Ketika ia menatap monster gurita itu lagi, ada rasa takut di tatapan Douglas. Ia menelan ludah, dan berkata dengan suara serak, “Kekuatannya jauh lebih besar dari yang kita bayangkan.”
“Jika membunuhnya semudah itu, kita pasti sudah melakukannya sejak lama, dan kau bahkan tidak akan berada di sini.” Krassu mengerutkan bibir. “Selain serangannya yang mengerikan, ia dapat dengan mudah menyihir orang lain. Dan yang terpenting, ia juga memiliki kemampuan penyembuhan yang sangat menakutkan.”
“Tentakelnya yang terluka sudah pulih sepenuhnya, dan selama ini, napasnya tidak melemah,” kata Louis dengan ekspresi serius.
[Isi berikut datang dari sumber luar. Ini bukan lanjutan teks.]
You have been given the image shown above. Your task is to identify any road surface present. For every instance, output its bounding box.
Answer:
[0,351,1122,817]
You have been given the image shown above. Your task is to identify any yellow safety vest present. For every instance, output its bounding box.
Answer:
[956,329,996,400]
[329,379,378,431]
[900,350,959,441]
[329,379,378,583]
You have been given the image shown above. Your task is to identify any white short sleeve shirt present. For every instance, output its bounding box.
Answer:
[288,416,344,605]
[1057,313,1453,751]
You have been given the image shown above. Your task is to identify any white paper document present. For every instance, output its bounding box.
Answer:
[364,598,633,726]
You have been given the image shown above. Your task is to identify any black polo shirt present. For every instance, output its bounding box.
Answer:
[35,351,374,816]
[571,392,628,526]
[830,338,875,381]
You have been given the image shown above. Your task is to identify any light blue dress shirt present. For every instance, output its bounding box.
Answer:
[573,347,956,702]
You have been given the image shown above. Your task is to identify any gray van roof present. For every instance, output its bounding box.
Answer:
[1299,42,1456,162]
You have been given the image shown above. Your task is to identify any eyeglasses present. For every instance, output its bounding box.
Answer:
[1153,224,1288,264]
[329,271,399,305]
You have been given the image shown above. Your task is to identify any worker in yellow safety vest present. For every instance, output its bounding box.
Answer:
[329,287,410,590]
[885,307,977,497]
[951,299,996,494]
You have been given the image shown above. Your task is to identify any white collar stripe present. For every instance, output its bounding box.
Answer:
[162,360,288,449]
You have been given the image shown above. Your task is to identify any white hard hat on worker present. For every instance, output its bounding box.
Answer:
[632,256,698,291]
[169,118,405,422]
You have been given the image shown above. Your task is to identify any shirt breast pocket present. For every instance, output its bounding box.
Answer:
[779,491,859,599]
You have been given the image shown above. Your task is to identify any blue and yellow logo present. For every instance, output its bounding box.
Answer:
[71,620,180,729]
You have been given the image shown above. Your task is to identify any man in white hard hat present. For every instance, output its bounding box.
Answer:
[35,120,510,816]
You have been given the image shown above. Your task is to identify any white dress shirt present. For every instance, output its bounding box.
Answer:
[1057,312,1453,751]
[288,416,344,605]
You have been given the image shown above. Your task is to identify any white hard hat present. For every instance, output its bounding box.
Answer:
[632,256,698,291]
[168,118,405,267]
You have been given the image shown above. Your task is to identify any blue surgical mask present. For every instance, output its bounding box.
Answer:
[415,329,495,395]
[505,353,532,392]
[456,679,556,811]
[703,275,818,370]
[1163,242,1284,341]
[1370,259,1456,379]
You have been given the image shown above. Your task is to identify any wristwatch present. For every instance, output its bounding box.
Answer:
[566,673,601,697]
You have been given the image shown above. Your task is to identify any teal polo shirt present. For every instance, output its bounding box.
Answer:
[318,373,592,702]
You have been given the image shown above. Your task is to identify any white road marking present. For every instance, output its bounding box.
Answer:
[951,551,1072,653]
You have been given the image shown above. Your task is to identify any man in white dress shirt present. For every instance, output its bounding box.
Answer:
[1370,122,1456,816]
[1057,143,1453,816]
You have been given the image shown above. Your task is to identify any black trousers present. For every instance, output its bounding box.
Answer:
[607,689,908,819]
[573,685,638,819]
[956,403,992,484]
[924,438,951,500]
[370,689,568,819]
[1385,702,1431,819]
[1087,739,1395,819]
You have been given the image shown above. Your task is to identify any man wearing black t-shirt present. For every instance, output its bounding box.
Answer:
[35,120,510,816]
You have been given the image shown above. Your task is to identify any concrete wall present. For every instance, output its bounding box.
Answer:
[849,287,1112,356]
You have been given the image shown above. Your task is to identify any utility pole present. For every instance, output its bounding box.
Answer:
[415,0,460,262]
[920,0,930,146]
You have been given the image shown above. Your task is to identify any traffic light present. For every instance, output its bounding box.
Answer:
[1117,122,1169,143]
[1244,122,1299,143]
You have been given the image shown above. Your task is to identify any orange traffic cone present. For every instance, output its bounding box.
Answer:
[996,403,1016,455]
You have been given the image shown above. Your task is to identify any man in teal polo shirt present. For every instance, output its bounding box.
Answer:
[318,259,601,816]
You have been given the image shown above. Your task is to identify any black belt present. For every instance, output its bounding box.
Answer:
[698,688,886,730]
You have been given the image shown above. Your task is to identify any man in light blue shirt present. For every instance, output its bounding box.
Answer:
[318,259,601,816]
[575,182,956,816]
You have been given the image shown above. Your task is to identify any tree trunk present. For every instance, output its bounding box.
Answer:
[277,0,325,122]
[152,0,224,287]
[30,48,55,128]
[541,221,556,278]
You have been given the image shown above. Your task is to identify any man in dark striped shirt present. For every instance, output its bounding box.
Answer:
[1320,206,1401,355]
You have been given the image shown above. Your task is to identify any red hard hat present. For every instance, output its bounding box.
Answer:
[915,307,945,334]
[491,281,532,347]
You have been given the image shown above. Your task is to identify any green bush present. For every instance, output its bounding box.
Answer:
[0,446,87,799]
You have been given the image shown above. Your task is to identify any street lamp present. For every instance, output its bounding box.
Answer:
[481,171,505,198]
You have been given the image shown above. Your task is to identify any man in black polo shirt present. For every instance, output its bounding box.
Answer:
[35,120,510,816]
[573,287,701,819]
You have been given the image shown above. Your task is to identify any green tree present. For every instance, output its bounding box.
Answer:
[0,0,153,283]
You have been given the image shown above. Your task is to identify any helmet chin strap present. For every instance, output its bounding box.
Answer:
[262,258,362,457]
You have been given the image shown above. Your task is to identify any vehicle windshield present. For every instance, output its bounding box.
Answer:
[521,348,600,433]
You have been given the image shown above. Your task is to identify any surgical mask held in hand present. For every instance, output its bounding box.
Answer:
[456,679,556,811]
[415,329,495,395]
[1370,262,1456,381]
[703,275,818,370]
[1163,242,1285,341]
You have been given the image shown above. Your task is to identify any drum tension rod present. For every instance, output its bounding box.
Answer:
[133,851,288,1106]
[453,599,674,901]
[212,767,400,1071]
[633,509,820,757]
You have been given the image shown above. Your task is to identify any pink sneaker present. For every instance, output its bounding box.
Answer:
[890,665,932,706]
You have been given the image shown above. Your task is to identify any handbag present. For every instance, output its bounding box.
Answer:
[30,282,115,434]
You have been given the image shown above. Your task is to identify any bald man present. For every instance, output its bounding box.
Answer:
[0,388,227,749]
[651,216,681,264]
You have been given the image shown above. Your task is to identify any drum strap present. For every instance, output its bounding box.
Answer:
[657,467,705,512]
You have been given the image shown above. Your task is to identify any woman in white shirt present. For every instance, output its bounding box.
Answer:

“Masa keberadaannya mungkin lebih lama daripada sejarah ras mana pun di benua ini. Mungkin mereka berasal dari zaman kuno, dan bahkan para penguasa saat itu hanya bisa menyegel mereka.” Ini juga pertama kalinya Michael melihat monster gurita itu menyerang. Selain terkejut, ia menjadi semakin serius. “Satu-satunya yang bisa kita lakukan sekarang adalah memperbaiki formasi mantra, dan menyegelnya kembali agar kita bisa mendapatkan lebih banyak waktu untuk membunuhnya.”
“Ini bukan masalah kecil. Aku akan kembali ke Pulau Naga untuk mengambil semua buku kuno itu,” kata Louis dengan suara rendah.
“Jika ada juga mural dinding di bawah rumahmu, aku sarankan kau mencari mekanisme tersembunyi. Mungkin separuh monster lainnya terkubur tepat di bawah pantatmu,” kata Krassu sambil terkekeh.
“Ini sangat mungkin terjadi. Jika segel di balik mural dinding itu mulai jebol, saya khawatir situasi di Pulau Naga tidak akan terlihat optimis,” kata Novan kepada Louis.
“Aku akan melakukan pengecekan detail dalam perjalanan pulang nanti, tapi kurasa situasinya tidak seserius di sini. Setidaknya tidak ada aura jahat yang bocor keluar.” Louis mengangguk dan berbalik untuk pergi.
“Terima kasih telah menyelamatkan saya,” Douglas berterima kasih kepada Krassu dan yang lainnya. Dia mengamati wanita muda yang berjongkok di dekat formasi mantra sebelum pergi bersama Louis.
“Kabar baiknya adalah kita telah mendapatkan bantuan para naga. Kabar buruknya adalah, Kota Chaos saat ini masih belum dapat memberikan bantuan lebih lanjut untuk memperbaiki formasi mantra,” kata Michael kepada Krassu dan yang lainnya.
“Kedua berita ini sama sekali tidak menghibur kami.” Krassu menggelengkan kepalanya.
“Bantuan seperti apa lagi yang Anda butuhkan?” Michael siap mendengarkan.
“Kita berjuang mati-matian untuk menyelamatkan dunia di sini, dan hanya bisa hidup dengan kelinci panggang. Bagaimana dengan logistiknya?” kata Krassu sambil mengerutkan kening. “Dengan status dan kemampuan kita, kurasa tidak berlebihan jika meminta layanan antar makanan dari Restoran Mamy untuk tiga kali makan sehari, kan?”
“Aku setuju!” Babla, yang tadi berjongkok di samping sambil mempelajari formasi mantra, mengangkat tangannya sebagai tanda setuju.
“Aku tidak keberatan.” Nova mengangguk. Setelah itu, dia menambahkan, “Terutama karena kebab Krassu memang… agak sulit ditelan.”
“Saya ingin satu porsi nasi goreng Yangzhou untuk makan siang.” Urien sudah mulai memesan dengan tenang.
“Baiklah. Sebutkan semua kebutuhanmu. Aku akan mengirim seseorang untuk mengirimkannya kepadamu segera,” kata Michael sambil melambaikan tangannya.